Figure 2 (A). EBNA-1 IgG, VCA IgG or HHV-6 IgG and IgM titers at baseline in NEDA-3 and EDA patients. (B) Variation in the antibody titers between NEDA-3 and EDA patients (we did not consider variations ≤4.8%, our inter-assay coefficient of variation). Significations with the two-tailed t-test are shown (n.s., not significant). Lines inside the graphs shows the mean value plus the standard deviation. (GraphPad Prism 5.0).

Figure 3

Figure 3 EBNA-1 IgG variation between the baseline sample and the six month sample in PIRA and RAW patients. Mean values plus standard deviation (GraphPad Prism 5.0).

4 Discussion

Identifying early predictors of response in MS is essential for improving patient outcomes, optimizing treatment strategies, and advancing our understanding of the disease. It holds the potential to transform MS care by enabling personalized, timely, and effective interventions, ultimately benefiting both patients and the healthcare system as a whole. With this purpose, we analyzed different clinical, radiological, genetic and serological variables to search for early predictors of NEDA-3 condition after two-years of treatment with fingolimod.

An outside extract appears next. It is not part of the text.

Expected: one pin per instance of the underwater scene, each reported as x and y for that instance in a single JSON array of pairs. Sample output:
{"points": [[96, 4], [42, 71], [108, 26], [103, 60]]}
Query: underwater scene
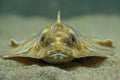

Patients recruited for this multicenter study showed a lower proportion of NEDA-3 condition compared to most of the studies performed in real-world: 56.6% (28), 44% (29), 48.3% (8), 44% (30), but similar to other real-world studies, 22% (31), and post-hoc analyses of randomized clinical trials, 29.5% (32), and 31.0% (33). The variability in NEDA-3 proportion could be explained by the heterogeneity of MS patients included in the different real-world studies. In our cohort, only 9/151 (6.0%) were treatment naïve, and previous studies published a higher proportion of NEDA-3 condition in treatment naïve patients treated with fingolimod (28). Regarding the other patients of our study, 67/151 (44.3%) were treated with MET (median: 25.0 months; range: 1–192 months) and 75/151 (49.7%) were treated with HET (median: 32.0 months; range: 1–92 months). As it has been previously described (28), previous DMTs influence the NEDA-3 proportion of MS patients treated with fingolimod. In our study, although a clear effect of previous treatments was described on the number of relapses and Gd+ lesions prior fingolimod initiation (Table 2), no statistically significant differences were found in relation to the NEDA-3 condition (Table 3). However, trends were found when we compared MET vs. HET, and also when we compared MS patients treated with MET and HET for more than two years, showing that not only prior treatments but also their duration may influence the subsequent clinical response to fingolimod.

In our study, the following early predictors were statistically significant associated with NEDA-3 condition: sex (male), age at baseline (older), relapses 2-years before fingolimod initiation ≤1, and absence of Gd+ lesions at baseline. The last three have been yet previously reported as early predictors of fingolimod treatment (8), together with lower EDSS score at baseline (9). However, previous studies have not found significant differences in treatment response between males and females taking fingolimod. In our cohort, 21/46 (45.7%) males were NEDA-3 vs. 21/105 (20.0%) females. No differences in previous treatments were found between males and females, and we did not find any difference for the other three variables between them either. Further studies will be needed to find a possible explanation.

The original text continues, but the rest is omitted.